Wired News: Whither The Wall Street Journal?

Wired News: Whither The Wall Street Journal? Penenberg on the WSJ and his recommendation they drop the subscription model and open their doors to the traffic.

Two points he touches on, but deserve development. He cites the Battelle meme of irrelevancy due to the walled-garden model which prohibits bloggers from deep linking inside the archive. Same could be said of the NYT. Sites that permit a permalink into their articles will reap what they sow by letting we bloggers funnel scads of traffic into their pages. Highbeam (not another Highbeam reference!) takes it even a step further and lets bloggers deep link into the archives (which could actually end run the newspaper industry’s precious rev. stream from their morgues.

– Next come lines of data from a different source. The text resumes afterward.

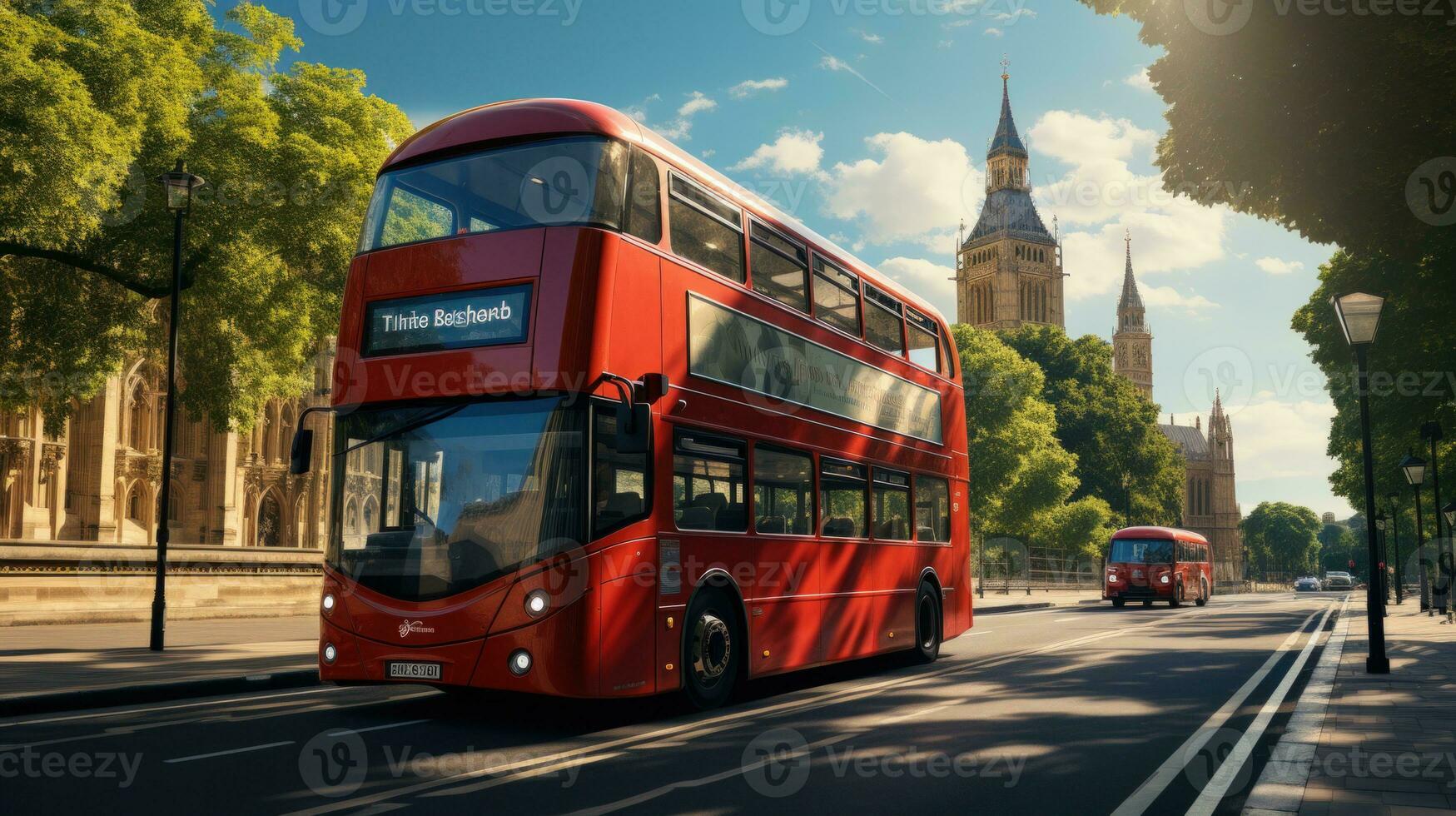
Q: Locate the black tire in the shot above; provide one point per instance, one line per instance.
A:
(927, 624)
(713, 649)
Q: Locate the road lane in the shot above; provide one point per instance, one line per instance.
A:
(1086, 693)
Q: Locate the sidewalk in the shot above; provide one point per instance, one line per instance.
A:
(73, 664)
(1370, 744)
(1038, 600)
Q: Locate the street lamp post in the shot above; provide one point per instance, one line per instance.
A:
(1382, 525)
(1414, 470)
(1432, 431)
(1359, 316)
(180, 186)
(1394, 530)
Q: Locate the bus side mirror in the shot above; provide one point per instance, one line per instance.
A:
(301, 454)
(634, 427)
(651, 388)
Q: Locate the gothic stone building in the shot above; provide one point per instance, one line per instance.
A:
(1210, 506)
(99, 478)
(1008, 270)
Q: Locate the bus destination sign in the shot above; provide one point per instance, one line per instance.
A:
(452, 320)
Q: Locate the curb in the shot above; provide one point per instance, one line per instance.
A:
(15, 705)
(1011, 608)
(1280, 789)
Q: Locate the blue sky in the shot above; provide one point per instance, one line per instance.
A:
(868, 120)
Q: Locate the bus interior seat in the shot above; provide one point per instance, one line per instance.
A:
(771, 525)
(733, 516)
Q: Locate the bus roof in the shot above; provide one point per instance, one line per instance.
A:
(1160, 532)
(530, 117)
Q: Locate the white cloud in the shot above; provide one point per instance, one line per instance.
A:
(752, 87)
(1171, 299)
(927, 279)
(915, 190)
(1104, 196)
(1139, 81)
(1279, 266)
(682, 127)
(1275, 439)
(794, 152)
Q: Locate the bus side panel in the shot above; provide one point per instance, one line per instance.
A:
(851, 617)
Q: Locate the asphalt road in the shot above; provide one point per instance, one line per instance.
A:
(1072, 710)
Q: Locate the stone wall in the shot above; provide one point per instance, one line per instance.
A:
(46, 582)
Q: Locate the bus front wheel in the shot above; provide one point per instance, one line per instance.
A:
(927, 624)
(713, 649)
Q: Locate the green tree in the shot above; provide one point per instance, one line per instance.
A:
(101, 97)
(1021, 477)
(1283, 538)
(1107, 425)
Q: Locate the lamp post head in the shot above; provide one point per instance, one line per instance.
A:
(1359, 315)
(180, 186)
(1414, 468)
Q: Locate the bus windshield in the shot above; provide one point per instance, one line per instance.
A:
(1142, 551)
(429, 503)
(564, 181)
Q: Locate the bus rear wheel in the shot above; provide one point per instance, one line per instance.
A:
(713, 650)
(927, 625)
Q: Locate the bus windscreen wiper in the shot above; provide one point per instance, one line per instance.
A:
(405, 427)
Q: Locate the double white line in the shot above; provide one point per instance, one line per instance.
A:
(1224, 779)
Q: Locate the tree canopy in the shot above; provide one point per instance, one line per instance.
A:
(1107, 425)
(1022, 481)
(1281, 536)
(102, 97)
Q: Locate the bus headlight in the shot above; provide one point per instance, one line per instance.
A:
(520, 662)
(538, 602)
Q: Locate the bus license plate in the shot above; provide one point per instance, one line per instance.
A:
(414, 670)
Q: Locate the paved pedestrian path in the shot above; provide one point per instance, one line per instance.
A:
(1370, 744)
(87, 658)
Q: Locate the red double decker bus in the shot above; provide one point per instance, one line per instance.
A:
(1158, 565)
(606, 425)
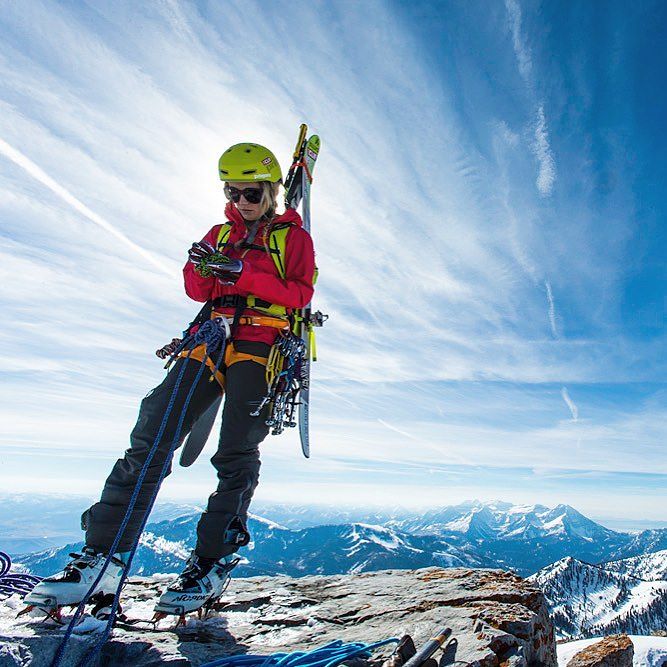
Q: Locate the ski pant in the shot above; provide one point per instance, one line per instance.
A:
(222, 527)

The killer in the open-site model such as the one followed at Forbes (Adam misstates Forbes "…got rid of registration requirements when it discovered they drove away traffic.") Forbes never required registration for access. It was a founding principle to counter the Journal’s model with an open one and make cash from the traffic [CORRECTION: Adam writes: "You are mistaken. Not in your day, though. But a few years ago the site did require registration. I know this for two reasons. Number one, I had to register just to read old friends like Penelope Patsuris. Number two, Michael Noer recently came to the graduate seminar I teach at NYU and reminded me about Forbes.com’s former registration requirement.]) was pointed out yesterday by Forbes.com’s editor, Paul Maidment.

Online operations need coal in the form of stories, articles, content, bus plunge stories, to meet their inventory needs. As long as online arms like Forbes, Businessweek, NYT are dependent on print parents feeding them, they’ll never stand on their own two feet. Force them to build their own editorial capabilities and they sink under the overhead. 

I sense some very interesting days ahead in big print media as they come to terms with their online offspring. The place with the best prospects, imho, is Reuters, which has no print parent and could easily become the arms merchant of linked news by embracing bloggers.

IntelliTXT is bad.

IntelliTXT crosses the line and needs a stake driven through its heart.

I was following some links from Romensko’s daily email yesterday and one landed me on the New York Post which lo and behold was testing IntelliTXT, the contextual adword technology that automatically highlights keywords in a story and provides a link to an advertiser.

Forbes.com was one of the first pubs out of the gate with the technology but pulled the plug in December when the editorial staff righteously stood up and cried foul. Today’s NYT reports that the Times itself is considering implementing the stupid, stupid, stupid technology. Even though Steven Hall at Adrants was quoted as saying the ads are “easy to ignore.” I disagree. They aren’t. Especially for the clueless who may, at first pass, think they are a hyperlink to more detail on the story or a definition. They are annoying as hell, stupid in their blindness, and probably, sigh, the way of the future.

This crap completely crosses the line between church and state. Penenberg equates them to the comments in Pop-Up Videos. While Hall says they are easy to process and preferable to flashing banners, skyscrapers and other dancing baloney, I disagree — the news hole needs to be sacred — ads need to be labelled ads and kept out of the content well. Figures Popular Mechanics would use them.

Congratulations to the editorial side of Forbes for swatting it down.

What’s with poker mania?

Sorry, but after swatting down at least a dozen online-poker spams every day, and now a wave of trackback spams from “tigerspice.com” I have to ask:

WTF is it with poker?

My teen-aged son is obsessed with watching it on television — louche men wearing bug sunglasses — and it seems to have encroached into nearly every channel with celebrity poker, world series of poker, dogs playing poker.

I have a dark fantasy of inventing the email equivalent of a neutron bomb and replying to the online poker spammers with some sort of digital missile missive that will cause faces to rot off.